By Ran Dagoni
Published: 15 June 2011
There has been a turning point in defense relations between Israel and the US. The US administration now recognizes security clearances given by Israeli authorities to employees in the defense industry.
This refers to Israeli employees who were born in countries automatically defined as a security risk in the US. Until now such employees were not allowed to be part of US projects handled by Israeli companies.
Employees born in Russia, Arab countries, Iran and other countries not considered friendly to the US, who work in managerial or engineering jobs in Israeli defense companies, are well aware of the fact that they are not permitted to work on projects relating to US weapons or technologies, unless they have received specific clearance from the US authorities.
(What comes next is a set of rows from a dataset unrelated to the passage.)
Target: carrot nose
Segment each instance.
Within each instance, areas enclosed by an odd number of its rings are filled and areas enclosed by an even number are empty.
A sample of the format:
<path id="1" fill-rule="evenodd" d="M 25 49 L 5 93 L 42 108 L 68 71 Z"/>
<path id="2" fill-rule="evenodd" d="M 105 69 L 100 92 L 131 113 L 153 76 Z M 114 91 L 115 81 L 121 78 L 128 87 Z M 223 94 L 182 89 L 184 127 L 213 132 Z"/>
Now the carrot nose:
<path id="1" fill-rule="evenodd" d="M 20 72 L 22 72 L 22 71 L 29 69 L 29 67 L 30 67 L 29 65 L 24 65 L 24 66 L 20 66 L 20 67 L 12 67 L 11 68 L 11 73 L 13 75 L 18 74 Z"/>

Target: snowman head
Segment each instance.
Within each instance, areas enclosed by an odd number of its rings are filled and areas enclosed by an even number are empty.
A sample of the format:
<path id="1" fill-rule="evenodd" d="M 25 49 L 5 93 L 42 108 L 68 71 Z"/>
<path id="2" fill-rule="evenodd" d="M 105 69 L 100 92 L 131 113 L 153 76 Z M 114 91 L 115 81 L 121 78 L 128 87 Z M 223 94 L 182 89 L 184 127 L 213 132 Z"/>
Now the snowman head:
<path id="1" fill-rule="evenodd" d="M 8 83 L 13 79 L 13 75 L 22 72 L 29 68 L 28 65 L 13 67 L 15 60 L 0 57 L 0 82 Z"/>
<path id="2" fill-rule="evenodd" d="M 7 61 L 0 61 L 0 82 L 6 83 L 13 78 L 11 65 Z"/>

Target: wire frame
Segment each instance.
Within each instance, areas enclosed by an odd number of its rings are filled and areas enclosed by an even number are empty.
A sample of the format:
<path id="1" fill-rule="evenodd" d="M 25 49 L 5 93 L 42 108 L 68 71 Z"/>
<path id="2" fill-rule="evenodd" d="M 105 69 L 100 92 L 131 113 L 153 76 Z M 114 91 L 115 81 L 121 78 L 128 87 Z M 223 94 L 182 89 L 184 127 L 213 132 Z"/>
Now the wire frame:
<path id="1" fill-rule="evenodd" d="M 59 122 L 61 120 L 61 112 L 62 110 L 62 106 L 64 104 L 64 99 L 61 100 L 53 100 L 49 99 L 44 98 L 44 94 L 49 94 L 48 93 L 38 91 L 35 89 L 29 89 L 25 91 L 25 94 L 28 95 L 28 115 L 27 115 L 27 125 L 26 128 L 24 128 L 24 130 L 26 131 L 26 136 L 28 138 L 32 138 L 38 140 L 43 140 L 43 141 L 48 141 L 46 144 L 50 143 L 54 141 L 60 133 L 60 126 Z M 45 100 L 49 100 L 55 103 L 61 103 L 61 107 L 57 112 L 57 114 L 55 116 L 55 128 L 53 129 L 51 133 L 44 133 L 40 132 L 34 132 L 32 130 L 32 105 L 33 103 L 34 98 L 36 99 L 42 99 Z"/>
From the point of view of Israeli companies obtaining such a clearance for their employees was an onerous task involving hiring US lawyers. Except in rare instances, Israeli defense companies have foregone this option and simply avoided employing personnel born in the “wrong” countries on US projects, even if they were the most suitable employees for the job and they had high security clearance from the Israeli authorities.
The fact that similar restrictions were also applied to the defense industries of other countries like Canada and the UK was no consolation to the likes of Elbit Systems Ltd. (Nasdaq: ESLT; TASE:ESLT), which were prevented from allocating employees at their own discretion. Now this discrimination has been ended.
The US State Department has published new regulations that recognize the security clearance given by the Israeli authorities to employees in defense companies.
For Israeli defense companies, especially larges ones such as Israel Aerospace Industries Ltd. (IAI) (TASE: ARSP.B1), Israel Military Industries Ltd. (IMI), Rafael Advanced Defense Systems Ltd., and Elbit Systems this is a major change, Harold Luks, who heads an international trade consultancy firm, told “Globes”. The Washington DC firm bearing his name which specializes in regulations restricting exports has many Israeli companies among its clients.
“Think of these engineers and technicians who immigrated to Israel as children in one of great waves of immigration from a CIS country and are now completely Israeli, but whom the Americans consider as having dual citizenship with a passport from a former Communist country, which sounds alarm bells among State Department auditors,” said Luks. He says that the previous regulations discriminated against thousands of defense industry employees over the years.
Israel’s defense industries have welcomed the changed regulations.